Photo du film Adam © DR

Premier long métrage de la réalisatrice marocaine Maryam Touzani, Adam dresse le portrait de deux femmes liées par leur solitude et leur désir de fuir, en quête de l’essentiel. Présenté à Un Certain Regard, le film concourt pour la Caméra d’or. 

Racontez-nous la genèse de votre film.

Adam est né d’une vraie rencontre. J’ai connu la jeune femme qui m’a inspiré le personnage de Samia à Tanger, où elle est arrivée, enceinte et seule, avec l’idée d’accoucher et de donner son enfant à l’adoption pour pouvoir rentrer dans son village sans que personne ne soit au courant. Mes parents l’ont accueillie sans la connaître et elle est restée avec nous jusqu’à la naissance du bébé. J’ai été témoin de son refus de l’aimer au début. Mais petit à petit, j’ai vu cet enfant s’imposer à elle et son instinct maternel se réveiller en dépit de ses efforts pour l’étouffer. Le jour où elle est allée le donner, elle a voulu se montrer digne. Ça m’a bouleversée. J’ai ressenti l’urgence d’écrire et de raconter cette histoire, qui est venue se joindre à mes propres blessures, à mon expérience de la perte, du déni et du deuil. 

Quelques mots sur vos interprètes ?

J’ai été interpelée par Douae Belkhaouda, la petite Warda dans le film, lorsque je l’ai vue jouer dans une ruelle de la médina. Elle avait ce mélange d’innocence et de malice que je cherchais. Au bout des répétitions, elle s’est révélée être sensible, mûre et talentueuse.

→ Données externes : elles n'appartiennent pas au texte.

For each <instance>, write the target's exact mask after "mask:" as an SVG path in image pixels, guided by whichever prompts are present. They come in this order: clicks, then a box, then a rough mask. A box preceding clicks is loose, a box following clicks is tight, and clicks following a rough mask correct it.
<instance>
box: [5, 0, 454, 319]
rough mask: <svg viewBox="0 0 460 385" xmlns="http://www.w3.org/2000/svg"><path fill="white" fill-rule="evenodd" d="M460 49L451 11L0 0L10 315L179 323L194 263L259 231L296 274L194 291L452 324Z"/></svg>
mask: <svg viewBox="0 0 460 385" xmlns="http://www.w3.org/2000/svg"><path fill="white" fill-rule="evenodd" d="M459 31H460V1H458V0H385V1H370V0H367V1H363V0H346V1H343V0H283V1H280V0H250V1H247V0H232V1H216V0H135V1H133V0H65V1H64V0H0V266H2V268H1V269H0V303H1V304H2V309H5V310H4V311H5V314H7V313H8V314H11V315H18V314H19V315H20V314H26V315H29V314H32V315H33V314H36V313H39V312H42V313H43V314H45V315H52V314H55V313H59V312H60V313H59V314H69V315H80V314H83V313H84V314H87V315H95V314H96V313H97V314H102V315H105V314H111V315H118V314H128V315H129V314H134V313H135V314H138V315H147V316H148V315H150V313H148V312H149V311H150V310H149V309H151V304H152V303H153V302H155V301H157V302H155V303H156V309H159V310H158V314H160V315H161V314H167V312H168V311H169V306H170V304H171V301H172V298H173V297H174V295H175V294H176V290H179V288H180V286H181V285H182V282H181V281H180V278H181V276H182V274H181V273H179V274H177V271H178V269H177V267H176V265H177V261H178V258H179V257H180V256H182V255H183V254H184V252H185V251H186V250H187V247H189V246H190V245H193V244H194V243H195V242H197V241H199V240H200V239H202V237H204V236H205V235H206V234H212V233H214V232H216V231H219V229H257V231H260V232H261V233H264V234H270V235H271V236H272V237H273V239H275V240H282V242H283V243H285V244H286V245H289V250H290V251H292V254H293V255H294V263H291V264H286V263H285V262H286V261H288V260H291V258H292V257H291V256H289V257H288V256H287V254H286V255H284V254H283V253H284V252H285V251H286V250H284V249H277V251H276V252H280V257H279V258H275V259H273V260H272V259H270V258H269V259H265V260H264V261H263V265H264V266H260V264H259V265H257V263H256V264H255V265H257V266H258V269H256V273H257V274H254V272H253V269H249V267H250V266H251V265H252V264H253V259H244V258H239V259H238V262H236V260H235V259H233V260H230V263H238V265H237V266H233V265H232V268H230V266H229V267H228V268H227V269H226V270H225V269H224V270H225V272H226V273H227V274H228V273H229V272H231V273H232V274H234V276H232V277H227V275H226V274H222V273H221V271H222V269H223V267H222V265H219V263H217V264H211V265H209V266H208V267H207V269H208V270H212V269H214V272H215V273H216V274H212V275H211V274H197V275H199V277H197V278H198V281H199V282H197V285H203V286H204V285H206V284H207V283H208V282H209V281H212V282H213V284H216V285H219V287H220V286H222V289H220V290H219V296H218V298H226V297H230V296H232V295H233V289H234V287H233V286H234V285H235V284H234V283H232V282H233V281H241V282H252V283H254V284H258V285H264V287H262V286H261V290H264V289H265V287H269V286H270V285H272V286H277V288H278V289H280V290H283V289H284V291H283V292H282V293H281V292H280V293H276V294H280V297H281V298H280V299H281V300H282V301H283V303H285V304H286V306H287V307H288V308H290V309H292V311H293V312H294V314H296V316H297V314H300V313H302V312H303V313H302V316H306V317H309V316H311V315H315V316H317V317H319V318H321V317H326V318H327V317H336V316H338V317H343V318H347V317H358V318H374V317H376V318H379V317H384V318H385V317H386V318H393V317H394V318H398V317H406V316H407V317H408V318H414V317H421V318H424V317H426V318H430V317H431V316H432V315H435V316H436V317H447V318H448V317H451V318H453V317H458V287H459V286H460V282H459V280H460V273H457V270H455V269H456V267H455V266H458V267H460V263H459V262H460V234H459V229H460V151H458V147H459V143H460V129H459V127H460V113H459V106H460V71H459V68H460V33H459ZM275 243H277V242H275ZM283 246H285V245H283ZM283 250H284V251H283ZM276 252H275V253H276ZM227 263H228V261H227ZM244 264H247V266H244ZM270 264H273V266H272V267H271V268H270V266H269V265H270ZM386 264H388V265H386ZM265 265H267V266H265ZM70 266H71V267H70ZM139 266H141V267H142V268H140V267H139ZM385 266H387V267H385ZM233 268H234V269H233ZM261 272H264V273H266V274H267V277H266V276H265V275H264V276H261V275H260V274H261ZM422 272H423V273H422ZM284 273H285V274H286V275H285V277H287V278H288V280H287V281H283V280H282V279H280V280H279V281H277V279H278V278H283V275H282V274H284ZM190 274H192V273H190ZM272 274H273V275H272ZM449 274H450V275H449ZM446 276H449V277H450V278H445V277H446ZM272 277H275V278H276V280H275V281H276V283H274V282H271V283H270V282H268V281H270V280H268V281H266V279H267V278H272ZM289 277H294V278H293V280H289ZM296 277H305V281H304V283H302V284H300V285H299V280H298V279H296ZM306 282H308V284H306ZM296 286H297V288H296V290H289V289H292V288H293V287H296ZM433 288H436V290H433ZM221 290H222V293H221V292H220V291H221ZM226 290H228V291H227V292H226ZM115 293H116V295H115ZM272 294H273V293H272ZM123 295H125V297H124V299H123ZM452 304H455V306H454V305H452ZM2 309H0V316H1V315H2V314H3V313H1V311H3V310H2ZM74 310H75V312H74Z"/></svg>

Nisrin Erradi, qui interprète Samia, est d’un naturel épatant, d’un talent et d’une sensibilité rare. Je cherchais un mélange d’innocence, de joie de vivre et de souffrance pour Samia, ce que Nisrin a directement compris.

Lubna Azabal est une comédienne pour laquelle j’avais beaucoup d’admiration. Je la trouve d’une puissance et d’une vérité exceptionnelles. 

Qu’avez-vous appris durant la réalisation de ce film ?

J’ai appris à quel point c’est important d’être bien entouré, par des personnes talentueuses, certes, mais aussi bienveillantes et investies. J’ai aussi appris qu’il ne faut rien lâcher mais qu’il faut également savoir faire la part des choses car, sur un tournage, le temps compte.

 
Qu’est-ce qui vous a donné envie de devenir réalisatrice ?

Je suis quelqu’un qui a toujours aimé les mots mais j’avais besoin de m’exprimer par l’image. La puissance des mots et de ce qu’ils font naître en moi comme images et sensations, a fait surgir ce désir d’expression par le cinéma. J’adore la poésie, la littérature mais aussi la peinture qui a une très forte influence sur mon travail. Si je devais analyser mes influences, je dirais que c’est un mélange de toutes ces choses, confrontées à l’humain et l’inspiration du quotidien. 

Quel regard portez-vous sur le cinéma marocain ?

Je pense que le cinéma de mon pays avance bien mais timidement. Il y a toute une nouvelle génération de cinéastes qui ont des choses à dire. Et puis il y a des cinéastes un peu à part, qui font bouger les choses, comme Nabil Ayouch. Il ne cherche pas à plaire mais à exprimer un regard. Je pense que le Maroc est un pays où faire du cinéma est rarement anodin et que, si on décide de faire du cinéma engagé, il est important d’aller au bout de ses convictions.